In the long hot summer of 1975 my family moved from Scotland to Royal Leamington Spa (which, out of both convention and sheer laziness, I shall just call Leamington for the rest of my story). I was 7, almost 8, and about to start at a new school.
There were, of course, no school league tables in those days, no OFSTED reports to look at. I went to Telford Middle School for the very simple reason that it was about 100 yards up the road from our house.
When I started at the school that September, a few days before my 8th birthday, my family had a bit of a surprise. At that age, I should have been in the first year, with all of the other children who had just come up to the Middle (or Junior) school from the First (or Infant) school. But there was no room in that year for any more pupils in that year, so I was ‘upgraded’ to the second year.

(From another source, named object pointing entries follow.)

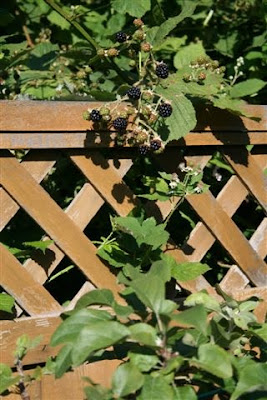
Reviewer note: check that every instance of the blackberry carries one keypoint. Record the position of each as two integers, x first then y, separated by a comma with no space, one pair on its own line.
143,150
121,37
134,93
95,116
155,144
120,123
162,70
165,110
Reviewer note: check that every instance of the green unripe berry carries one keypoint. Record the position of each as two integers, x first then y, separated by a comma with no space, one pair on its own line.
112,52
104,111
101,53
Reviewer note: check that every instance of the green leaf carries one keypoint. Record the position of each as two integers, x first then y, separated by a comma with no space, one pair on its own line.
184,393
135,8
71,327
156,35
144,333
63,360
97,336
260,331
183,118
55,18
156,388
98,296
6,303
246,88
39,245
195,317
214,360
126,379
6,378
187,54
188,271
209,302
252,377
144,362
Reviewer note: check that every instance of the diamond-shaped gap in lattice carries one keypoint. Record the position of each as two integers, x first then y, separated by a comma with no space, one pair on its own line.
65,281
64,181
248,216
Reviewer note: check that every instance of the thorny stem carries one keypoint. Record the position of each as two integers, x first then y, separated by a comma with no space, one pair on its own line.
23,391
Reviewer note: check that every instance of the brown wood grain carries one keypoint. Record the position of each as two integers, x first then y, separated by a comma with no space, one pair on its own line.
38,165
249,172
31,296
228,234
81,210
37,203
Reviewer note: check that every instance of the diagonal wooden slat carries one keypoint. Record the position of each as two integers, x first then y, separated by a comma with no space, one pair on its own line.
31,296
100,178
105,180
38,164
228,235
37,203
81,210
249,172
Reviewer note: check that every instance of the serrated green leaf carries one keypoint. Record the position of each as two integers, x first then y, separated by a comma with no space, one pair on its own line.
183,118
252,377
126,379
144,333
209,302
195,317
187,271
156,388
135,8
97,296
184,393
214,360
187,54
246,88
97,336
6,303
143,361
156,35
69,329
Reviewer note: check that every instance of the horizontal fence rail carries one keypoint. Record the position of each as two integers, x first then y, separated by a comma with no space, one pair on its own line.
50,130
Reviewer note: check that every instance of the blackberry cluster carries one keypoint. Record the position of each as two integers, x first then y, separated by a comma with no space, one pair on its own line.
121,37
155,144
143,150
134,93
95,116
120,123
165,110
162,70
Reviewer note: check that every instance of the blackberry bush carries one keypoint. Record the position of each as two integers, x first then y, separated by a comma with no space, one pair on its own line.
134,93
121,37
120,123
95,116
162,70
165,110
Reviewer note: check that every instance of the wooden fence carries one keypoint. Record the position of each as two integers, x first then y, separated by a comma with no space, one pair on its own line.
47,129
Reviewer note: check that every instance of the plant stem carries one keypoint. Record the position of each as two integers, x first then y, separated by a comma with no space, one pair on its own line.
79,28
23,391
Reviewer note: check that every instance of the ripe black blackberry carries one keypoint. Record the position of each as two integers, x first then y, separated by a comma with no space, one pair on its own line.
120,123
162,70
121,37
165,110
95,116
155,144
143,150
134,93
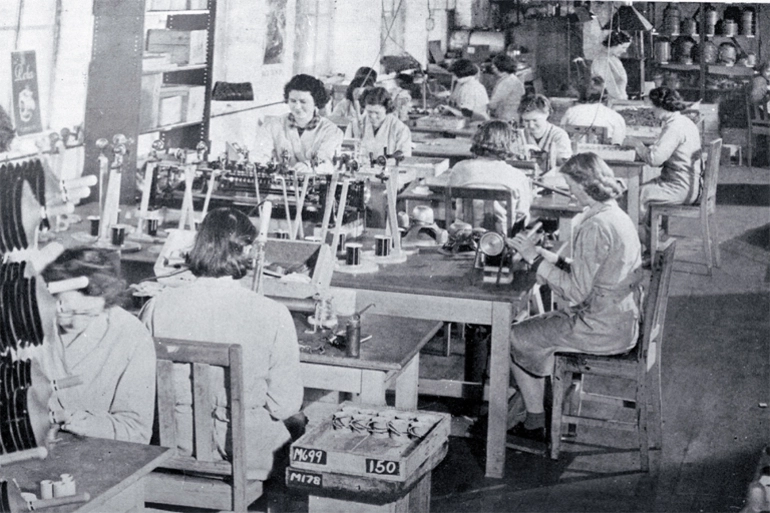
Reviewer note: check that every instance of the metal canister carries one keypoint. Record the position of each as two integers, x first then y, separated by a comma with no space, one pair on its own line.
353,336
729,28
671,16
711,20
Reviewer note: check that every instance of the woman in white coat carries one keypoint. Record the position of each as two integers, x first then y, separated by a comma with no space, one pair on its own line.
381,131
608,65
302,135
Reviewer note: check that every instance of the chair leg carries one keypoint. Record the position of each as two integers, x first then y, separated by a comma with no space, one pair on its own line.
655,393
706,234
712,219
557,387
642,421
655,221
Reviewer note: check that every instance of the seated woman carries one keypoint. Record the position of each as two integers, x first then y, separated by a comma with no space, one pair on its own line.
106,346
508,91
491,146
677,150
350,107
380,128
469,95
608,65
602,283
216,307
541,134
592,112
302,134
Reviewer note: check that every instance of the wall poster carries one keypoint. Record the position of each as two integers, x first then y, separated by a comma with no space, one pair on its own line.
26,96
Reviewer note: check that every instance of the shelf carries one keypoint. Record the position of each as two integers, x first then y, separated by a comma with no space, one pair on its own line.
168,128
173,68
173,13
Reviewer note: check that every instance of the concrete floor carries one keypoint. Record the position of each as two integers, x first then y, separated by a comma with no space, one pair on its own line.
716,388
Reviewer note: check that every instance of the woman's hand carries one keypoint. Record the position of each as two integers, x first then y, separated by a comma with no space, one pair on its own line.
525,247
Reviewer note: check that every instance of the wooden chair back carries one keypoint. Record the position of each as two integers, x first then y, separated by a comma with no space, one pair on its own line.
642,365
587,134
480,192
711,175
233,492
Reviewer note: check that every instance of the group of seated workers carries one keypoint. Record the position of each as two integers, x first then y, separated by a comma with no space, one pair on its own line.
114,354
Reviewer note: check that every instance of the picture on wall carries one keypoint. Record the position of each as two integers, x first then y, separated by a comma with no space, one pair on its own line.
26,98
275,38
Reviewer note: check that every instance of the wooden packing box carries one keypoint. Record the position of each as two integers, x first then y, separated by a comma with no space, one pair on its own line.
148,103
343,451
315,256
441,122
183,46
426,166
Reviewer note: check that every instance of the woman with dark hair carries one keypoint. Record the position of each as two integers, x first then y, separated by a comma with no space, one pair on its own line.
469,95
591,111
350,107
602,282
608,65
7,132
380,130
541,134
508,91
301,134
677,150
216,307
491,146
106,346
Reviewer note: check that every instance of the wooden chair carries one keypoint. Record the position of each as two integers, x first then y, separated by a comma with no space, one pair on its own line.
587,134
641,365
204,481
758,122
705,211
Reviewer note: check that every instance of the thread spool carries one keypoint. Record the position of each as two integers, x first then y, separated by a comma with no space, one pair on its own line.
662,51
353,253
382,245
60,489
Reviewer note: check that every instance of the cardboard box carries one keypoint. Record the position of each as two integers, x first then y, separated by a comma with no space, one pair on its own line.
148,101
183,46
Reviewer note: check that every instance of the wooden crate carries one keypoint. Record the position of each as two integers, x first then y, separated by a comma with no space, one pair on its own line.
325,449
440,122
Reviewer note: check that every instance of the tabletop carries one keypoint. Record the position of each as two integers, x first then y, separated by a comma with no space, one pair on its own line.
394,342
429,272
101,467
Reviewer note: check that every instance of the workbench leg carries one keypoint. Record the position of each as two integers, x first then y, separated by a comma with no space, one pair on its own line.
498,389
372,387
406,385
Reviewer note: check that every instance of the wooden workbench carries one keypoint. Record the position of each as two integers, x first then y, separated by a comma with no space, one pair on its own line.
390,359
433,287
112,472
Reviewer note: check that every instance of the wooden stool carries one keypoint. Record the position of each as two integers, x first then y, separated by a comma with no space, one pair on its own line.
345,470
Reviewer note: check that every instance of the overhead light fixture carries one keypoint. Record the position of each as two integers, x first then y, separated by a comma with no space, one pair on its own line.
628,18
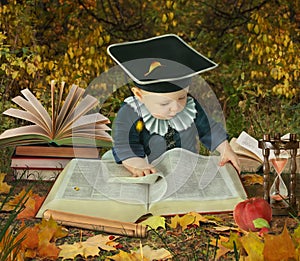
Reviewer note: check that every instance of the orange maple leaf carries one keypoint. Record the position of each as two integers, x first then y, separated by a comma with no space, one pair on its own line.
4,187
279,247
39,240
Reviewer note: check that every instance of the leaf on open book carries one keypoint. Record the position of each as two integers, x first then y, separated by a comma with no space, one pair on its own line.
89,248
183,221
217,243
198,218
125,256
4,187
155,222
153,254
32,206
145,253
252,179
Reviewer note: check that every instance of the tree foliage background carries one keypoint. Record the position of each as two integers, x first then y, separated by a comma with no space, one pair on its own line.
255,43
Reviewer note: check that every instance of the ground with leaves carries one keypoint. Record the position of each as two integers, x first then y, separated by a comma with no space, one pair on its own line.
189,237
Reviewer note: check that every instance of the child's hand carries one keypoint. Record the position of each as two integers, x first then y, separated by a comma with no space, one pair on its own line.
138,167
228,155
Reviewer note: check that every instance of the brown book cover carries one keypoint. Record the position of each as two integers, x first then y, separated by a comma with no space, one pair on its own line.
64,151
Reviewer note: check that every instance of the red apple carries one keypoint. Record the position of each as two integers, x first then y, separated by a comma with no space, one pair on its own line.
249,210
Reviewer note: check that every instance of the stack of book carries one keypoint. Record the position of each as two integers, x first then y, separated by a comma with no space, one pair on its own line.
46,162
67,131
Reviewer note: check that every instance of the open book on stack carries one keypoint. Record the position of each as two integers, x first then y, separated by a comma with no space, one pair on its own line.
250,155
68,123
35,162
184,182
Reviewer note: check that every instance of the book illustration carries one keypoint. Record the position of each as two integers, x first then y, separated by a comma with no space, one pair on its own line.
84,187
68,124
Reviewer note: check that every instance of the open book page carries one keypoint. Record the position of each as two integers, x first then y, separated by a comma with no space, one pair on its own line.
83,188
85,105
24,135
38,108
69,104
196,183
250,143
27,106
242,151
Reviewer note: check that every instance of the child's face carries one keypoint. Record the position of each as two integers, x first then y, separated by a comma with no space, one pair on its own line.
162,105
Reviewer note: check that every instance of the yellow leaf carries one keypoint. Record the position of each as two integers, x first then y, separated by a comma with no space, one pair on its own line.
198,218
89,248
124,256
155,222
251,179
164,18
233,240
174,221
153,254
4,187
254,246
183,221
279,247
153,66
250,26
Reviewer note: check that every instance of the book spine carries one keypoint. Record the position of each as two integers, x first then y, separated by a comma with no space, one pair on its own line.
36,174
96,223
67,152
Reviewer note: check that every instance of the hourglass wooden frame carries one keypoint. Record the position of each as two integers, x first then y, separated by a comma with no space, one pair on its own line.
277,144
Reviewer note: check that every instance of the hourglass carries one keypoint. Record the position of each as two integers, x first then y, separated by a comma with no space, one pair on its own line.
281,197
278,191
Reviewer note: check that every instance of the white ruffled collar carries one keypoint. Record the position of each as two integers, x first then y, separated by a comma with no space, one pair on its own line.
180,122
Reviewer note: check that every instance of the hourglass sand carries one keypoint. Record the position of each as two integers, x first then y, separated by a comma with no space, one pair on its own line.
278,190
282,197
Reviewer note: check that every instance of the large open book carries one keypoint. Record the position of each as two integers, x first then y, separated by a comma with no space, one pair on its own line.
251,156
68,124
185,182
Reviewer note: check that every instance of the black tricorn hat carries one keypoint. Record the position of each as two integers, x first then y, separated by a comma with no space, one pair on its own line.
160,64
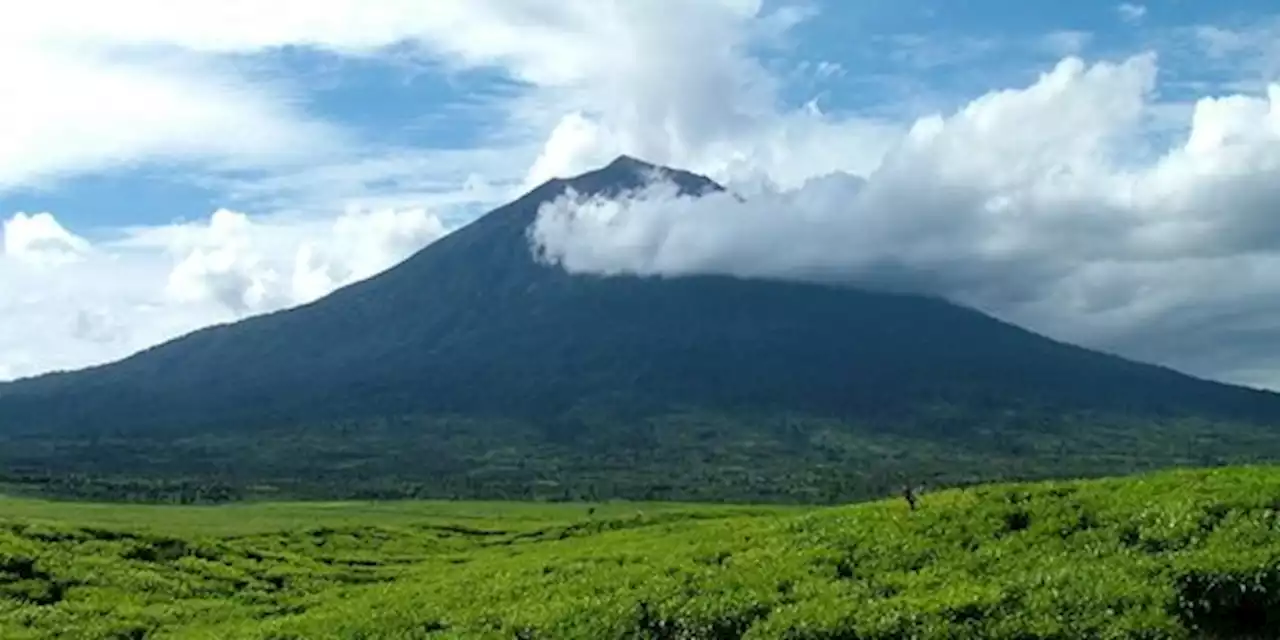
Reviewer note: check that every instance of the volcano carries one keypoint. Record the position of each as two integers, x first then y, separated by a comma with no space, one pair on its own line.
474,361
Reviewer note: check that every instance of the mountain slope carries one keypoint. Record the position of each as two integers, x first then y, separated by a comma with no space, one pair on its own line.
475,327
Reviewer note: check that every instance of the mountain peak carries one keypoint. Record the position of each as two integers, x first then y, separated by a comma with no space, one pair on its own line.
627,173
625,163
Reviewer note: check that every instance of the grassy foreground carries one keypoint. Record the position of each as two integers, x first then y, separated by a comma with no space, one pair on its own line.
1175,554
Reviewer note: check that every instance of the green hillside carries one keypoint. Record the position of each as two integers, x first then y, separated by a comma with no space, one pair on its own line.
474,370
1174,554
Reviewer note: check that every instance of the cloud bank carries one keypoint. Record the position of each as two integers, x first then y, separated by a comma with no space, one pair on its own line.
69,302
1042,204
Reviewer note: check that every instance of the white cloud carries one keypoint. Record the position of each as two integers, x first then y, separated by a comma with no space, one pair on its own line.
155,283
1130,12
40,240
1046,205
1025,202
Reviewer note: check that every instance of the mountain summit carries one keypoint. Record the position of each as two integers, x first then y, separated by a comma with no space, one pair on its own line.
472,369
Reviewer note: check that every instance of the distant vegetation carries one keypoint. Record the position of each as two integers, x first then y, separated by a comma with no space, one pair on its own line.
472,370
693,456
1192,554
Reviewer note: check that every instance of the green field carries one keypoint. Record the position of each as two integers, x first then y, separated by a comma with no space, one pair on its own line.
1173,554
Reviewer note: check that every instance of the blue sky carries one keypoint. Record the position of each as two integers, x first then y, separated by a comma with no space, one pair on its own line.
177,164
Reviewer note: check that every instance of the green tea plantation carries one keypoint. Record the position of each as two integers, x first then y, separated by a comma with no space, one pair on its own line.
1185,554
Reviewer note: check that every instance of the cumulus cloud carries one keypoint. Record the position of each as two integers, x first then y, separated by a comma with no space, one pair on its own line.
39,238
1048,205
126,293
1038,204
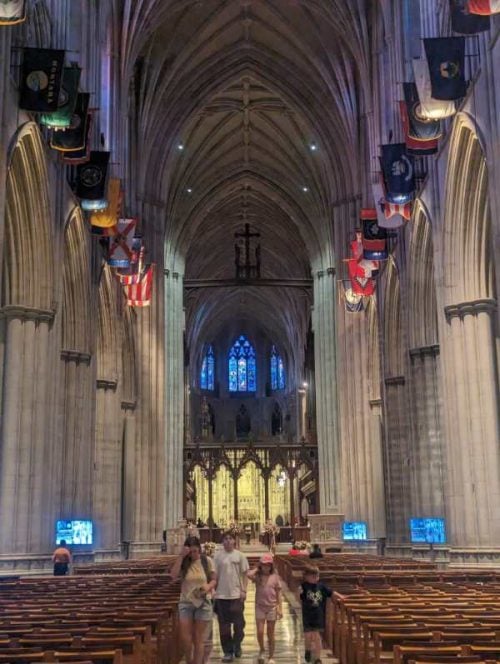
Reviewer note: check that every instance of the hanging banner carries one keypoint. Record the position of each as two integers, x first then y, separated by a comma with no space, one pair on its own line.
398,173
353,303
120,250
68,95
75,138
429,107
41,79
484,7
139,294
446,61
91,178
393,219
12,12
464,22
108,218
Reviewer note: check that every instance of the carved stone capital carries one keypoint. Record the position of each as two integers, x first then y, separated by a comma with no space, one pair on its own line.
76,356
395,380
104,384
472,308
424,351
27,313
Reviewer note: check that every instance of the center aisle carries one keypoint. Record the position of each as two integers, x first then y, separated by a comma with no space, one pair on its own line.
289,639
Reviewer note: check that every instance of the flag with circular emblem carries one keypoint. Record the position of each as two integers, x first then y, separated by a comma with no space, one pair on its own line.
12,12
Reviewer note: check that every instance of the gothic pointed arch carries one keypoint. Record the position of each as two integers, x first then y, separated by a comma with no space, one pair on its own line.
77,286
28,265
468,246
422,309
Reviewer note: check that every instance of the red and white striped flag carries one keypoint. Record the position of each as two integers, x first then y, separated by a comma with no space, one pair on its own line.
484,7
139,294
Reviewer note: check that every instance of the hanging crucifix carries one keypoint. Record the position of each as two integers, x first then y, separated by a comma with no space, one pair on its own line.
247,269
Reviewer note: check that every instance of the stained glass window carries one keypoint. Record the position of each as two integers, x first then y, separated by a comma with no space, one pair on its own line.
278,381
207,373
242,366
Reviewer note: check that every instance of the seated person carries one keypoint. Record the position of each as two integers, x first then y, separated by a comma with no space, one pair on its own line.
316,551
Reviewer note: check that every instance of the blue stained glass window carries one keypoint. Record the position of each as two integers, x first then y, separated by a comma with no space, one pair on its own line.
278,381
242,366
207,373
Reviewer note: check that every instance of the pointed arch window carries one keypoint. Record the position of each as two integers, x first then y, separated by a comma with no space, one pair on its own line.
207,373
278,381
242,366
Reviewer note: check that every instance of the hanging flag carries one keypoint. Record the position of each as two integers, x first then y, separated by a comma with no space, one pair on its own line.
361,284
76,157
12,12
446,61
484,7
465,23
430,108
357,245
374,240
387,216
41,79
397,170
91,181
108,217
353,303
62,118
139,294
120,247
75,137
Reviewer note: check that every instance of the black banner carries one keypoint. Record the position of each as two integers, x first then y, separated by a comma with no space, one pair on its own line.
41,79
68,96
420,128
465,23
446,60
74,138
398,172
91,177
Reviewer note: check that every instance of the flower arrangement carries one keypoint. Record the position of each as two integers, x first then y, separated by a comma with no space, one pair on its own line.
209,548
234,529
271,529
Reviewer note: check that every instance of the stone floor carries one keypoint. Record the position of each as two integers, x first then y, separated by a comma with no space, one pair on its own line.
289,641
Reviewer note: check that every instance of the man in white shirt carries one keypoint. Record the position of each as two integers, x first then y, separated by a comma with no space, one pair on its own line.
231,567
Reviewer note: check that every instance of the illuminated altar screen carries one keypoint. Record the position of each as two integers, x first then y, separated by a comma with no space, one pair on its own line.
354,530
74,532
427,531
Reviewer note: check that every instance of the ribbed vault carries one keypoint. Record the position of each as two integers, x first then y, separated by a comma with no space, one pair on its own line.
264,98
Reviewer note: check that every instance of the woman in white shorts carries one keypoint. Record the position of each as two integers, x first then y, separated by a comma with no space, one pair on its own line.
268,607
195,604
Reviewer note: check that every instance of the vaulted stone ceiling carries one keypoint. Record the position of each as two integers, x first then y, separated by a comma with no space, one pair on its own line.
247,86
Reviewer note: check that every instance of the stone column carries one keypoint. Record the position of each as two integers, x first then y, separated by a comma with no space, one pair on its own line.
174,396
472,410
397,459
108,468
75,490
324,328
427,443
26,510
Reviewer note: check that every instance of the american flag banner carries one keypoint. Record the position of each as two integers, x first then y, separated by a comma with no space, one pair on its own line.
120,249
139,294
484,7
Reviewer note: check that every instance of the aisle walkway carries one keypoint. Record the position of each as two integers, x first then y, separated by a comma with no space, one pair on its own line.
289,641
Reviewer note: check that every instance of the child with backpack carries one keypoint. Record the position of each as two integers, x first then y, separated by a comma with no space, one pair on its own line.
313,597
268,606
198,577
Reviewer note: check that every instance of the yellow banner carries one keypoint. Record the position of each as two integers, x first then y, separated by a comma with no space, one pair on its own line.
109,216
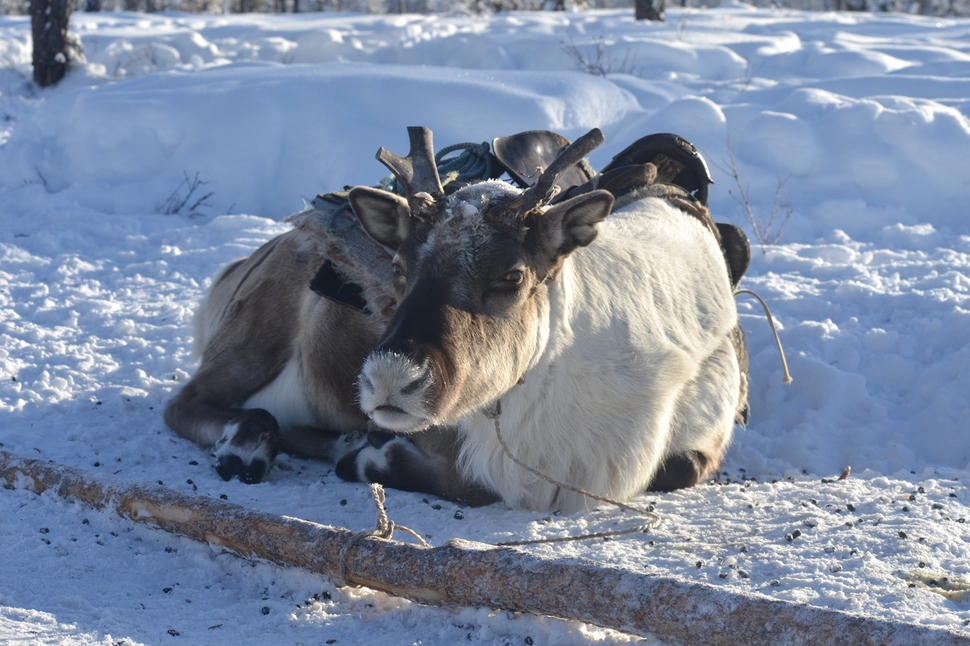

There were four of us who started at that school that day, and we were all put into the same class, 2L, under the care and guidance of Mrs Laws, a stern lady in her late 50s whose introduction to us all was “I’m Mrs Laws and I make the laws around here” – benign sounding now, terrifying if you are a kid in a class full of older children at a brand new school.
There was another boy in that class who had been elevated a year, John James. He and I bonded, as children will do, over the simple act of being the youngest in the class (in fact, I was the very youngest, being born a fortnight after John). We were very different in many ways – he was extremely sporty where I was not, I was more cerebral without being significantly more academic, which gave me an advantage so far as virtually all of the staff were concerned, and I didn’t have the difficulty with reading that John had.
Despite our situation, there were no concessions made to John and I having had a year less of education than the others in our class. We were just expected to keep up with everyone else. I remember Mrs Laws firmly disabusing us when she caught us plotting to produce a piece of work for display on the wall using our best printing, rather than the new-fangled joined up writing she was trying to teach us. The only time that we were treated differently from the rest of the class was in the annual Richmond Tests, a form of assessment based upon multiple-choice questions which predated SATS tests. In those, at least, we were allowed to do the tests that were appropriate to our age.
Did this jump up a year harm me? Yes and no, would have to be the answer. Academically, it almost certainly did. For example, one of the important things that I missed out on learning was about verbs, nouns, adjectives and so on. Even today I don’t really know the difference. I can spot a proper noun, because you are not allowed them in Scrabble, but apart from that I am lost without a dictionary. More importantly, at some point I had to repeat a year, otherwise I would have been at secondary school too early. Instead of having John and I (and two others who joined the school later, Nick Quinn and Katherine Allen) repeat the second year (where I might have learned what an adjectival noun was) we repeated the fourth year, the one just before secondary school, and I promptly got out of the habit of studying at all.
On the other hand, I got very used to having friends of all ages and even today I have friends who are twenty years older than me and ones who are two decades younger. So socially, I benefitted.
The saddest thing of all, though, is that because of that repeated year I lost touch with almost everyone from my original class, 2L (2H, 3E and 4G as we became over the years). After all, when you are in secondary school, you cannot possibly be friends with kids from the year below.